By Andrew Mirzayi
My favorite day to eat lunch by myself is Friday. Unlike most other days of the week when my only companions are my crippling loneliness and squirrel-killing body odor, on Fridays I can share my lunch with The Mac Weekly Opinion section.Nothing makes me happier than throwing my tray down on one of the small tables behind North (so no one can speak to me) and cracking open the sweetly-smelling paper like a delicious egg with a golden yoke of opinions.
Suddenly I am no longer a social outcast but an honored lord, hosting a great feast in a hall of genius Macalester students who join me for lunch and chat about their totally unique and insightful observations about how everyone at Macalester is liberal.
I love The Mac Weekly Opinion section. How do I love thee? Let me count the ways:
Timothy Den Herder-Thomas’s amazingly frequent opinions on the environment are like a crisp green salad. Sprinkled with well-researched points and convincing arguments like cheese and ranch dressing (sidenote: ranch dressing is amazingly edible when you are alone on a Saturday night and crying with your head over your sink). Unfortunately, like many salads, Timothy’s spectacular appetizer of sense is neglected for the other courses.
Sandwiched in there, between the entreaties to submit opinions articles, is a letter to the editor from some department that sounds vaguely important but no one really knows quite what they do (for example: the Bursar or Information Technology Services).
On the side, a Macalester student has some problem with something and complains about it.

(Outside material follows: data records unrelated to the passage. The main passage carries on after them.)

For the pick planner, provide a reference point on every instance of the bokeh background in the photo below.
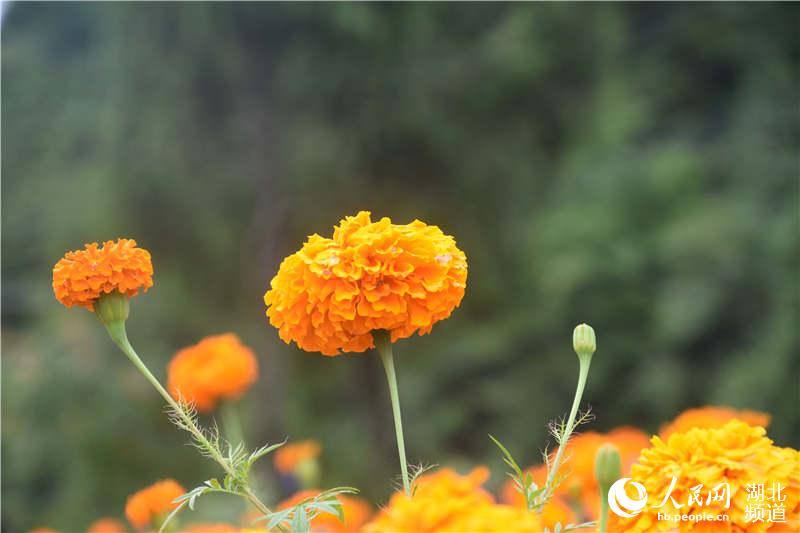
(632, 166)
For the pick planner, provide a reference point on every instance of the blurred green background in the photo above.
(632, 166)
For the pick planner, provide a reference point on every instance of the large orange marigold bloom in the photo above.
(153, 501)
(332, 294)
(288, 456)
(736, 454)
(712, 417)
(216, 368)
(356, 513)
(81, 277)
(107, 525)
(448, 502)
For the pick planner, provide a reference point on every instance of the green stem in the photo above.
(231, 423)
(383, 344)
(119, 335)
(602, 528)
(569, 428)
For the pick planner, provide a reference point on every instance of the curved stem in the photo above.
(120, 337)
(569, 428)
(231, 423)
(384, 346)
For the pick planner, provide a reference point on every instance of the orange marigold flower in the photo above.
(81, 277)
(440, 501)
(579, 488)
(356, 513)
(210, 528)
(712, 417)
(216, 368)
(288, 456)
(107, 525)
(736, 454)
(152, 502)
(332, 294)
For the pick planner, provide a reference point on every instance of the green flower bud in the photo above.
(607, 466)
(584, 341)
(112, 308)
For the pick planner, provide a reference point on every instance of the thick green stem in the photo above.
(384, 346)
(119, 335)
(570, 427)
(231, 423)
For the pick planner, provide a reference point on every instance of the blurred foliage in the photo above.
(632, 166)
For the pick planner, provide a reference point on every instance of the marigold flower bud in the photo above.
(584, 341)
(112, 308)
(607, 465)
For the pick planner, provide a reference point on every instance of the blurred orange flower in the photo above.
(107, 525)
(579, 487)
(448, 502)
(332, 294)
(736, 454)
(210, 528)
(712, 417)
(288, 456)
(82, 276)
(356, 513)
(152, 502)
(217, 368)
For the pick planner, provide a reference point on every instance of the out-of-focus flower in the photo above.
(153, 502)
(579, 488)
(356, 513)
(82, 276)
(332, 294)
(216, 368)
(495, 519)
(712, 417)
(107, 525)
(448, 502)
(288, 457)
(211, 528)
(731, 458)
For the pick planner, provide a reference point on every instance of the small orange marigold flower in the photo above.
(712, 417)
(216, 368)
(441, 499)
(331, 295)
(356, 513)
(288, 456)
(579, 486)
(735, 454)
(153, 501)
(107, 525)
(82, 276)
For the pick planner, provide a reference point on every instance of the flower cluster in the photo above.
(448, 502)
(152, 503)
(732, 457)
(216, 368)
(332, 294)
(579, 489)
(81, 277)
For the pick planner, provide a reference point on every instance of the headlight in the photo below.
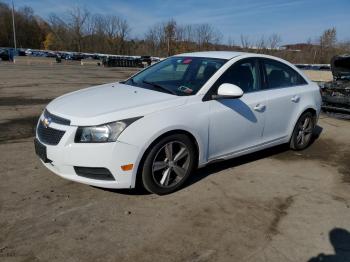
(104, 133)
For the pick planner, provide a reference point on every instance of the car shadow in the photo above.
(212, 168)
(340, 240)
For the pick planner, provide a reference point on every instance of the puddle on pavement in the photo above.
(18, 128)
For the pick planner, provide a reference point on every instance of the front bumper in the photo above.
(66, 155)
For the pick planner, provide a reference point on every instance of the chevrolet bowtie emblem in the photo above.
(46, 122)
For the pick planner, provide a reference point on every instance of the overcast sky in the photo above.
(294, 20)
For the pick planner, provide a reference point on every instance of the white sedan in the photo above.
(179, 114)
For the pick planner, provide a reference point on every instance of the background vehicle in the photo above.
(177, 115)
(336, 94)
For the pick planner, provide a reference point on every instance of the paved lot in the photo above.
(276, 205)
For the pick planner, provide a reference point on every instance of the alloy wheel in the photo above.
(305, 129)
(171, 164)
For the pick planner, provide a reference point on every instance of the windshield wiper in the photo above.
(160, 87)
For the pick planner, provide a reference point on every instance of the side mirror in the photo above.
(228, 91)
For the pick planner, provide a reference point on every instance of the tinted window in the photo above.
(281, 75)
(244, 73)
(178, 75)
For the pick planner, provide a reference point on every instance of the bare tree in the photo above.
(245, 42)
(78, 18)
(274, 41)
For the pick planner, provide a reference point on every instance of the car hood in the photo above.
(111, 102)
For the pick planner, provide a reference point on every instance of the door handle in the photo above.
(259, 107)
(295, 99)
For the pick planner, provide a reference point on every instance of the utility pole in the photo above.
(14, 31)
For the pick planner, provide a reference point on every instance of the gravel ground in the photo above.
(275, 205)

Toilet paper, ice, or Jell-o. It’s almost always unhealthily stupid, but delicious to digest. Sort of like trans fat-filled French fries. I’m sure the guy who writes these articles has my same odor problems too.
For dessert I am really glad that they are serving Matt Won again and as an editor too. That’s like the best thing since toasted bread.
Too long have we been forced to dine on dried out carrot cakes of clichs when Matt Won wants to serve us his delicious intellectual verbiage tiramisu. Don’t believe me? Matt has written the most beautiful sentence ever in the English language: “Pregnant ambiguity must be aborted or birthed, eliminated at any cost.”
Shakespeare is a fry cook compared to Matt Won, the Iron Chef, the filet mignon, the escargot.
Other menu items to enjoy: A sausage fest of male writers. CHEEBA’s half-baked ideas. Chicken a la Kings-are-just-a-social-construct. A salty letter demanding someone apologize for something.
I was starving this summer for opinions and I’m so happy to once again to sup on these delightful morsels.
Let’s hope I don’t get food poisoning.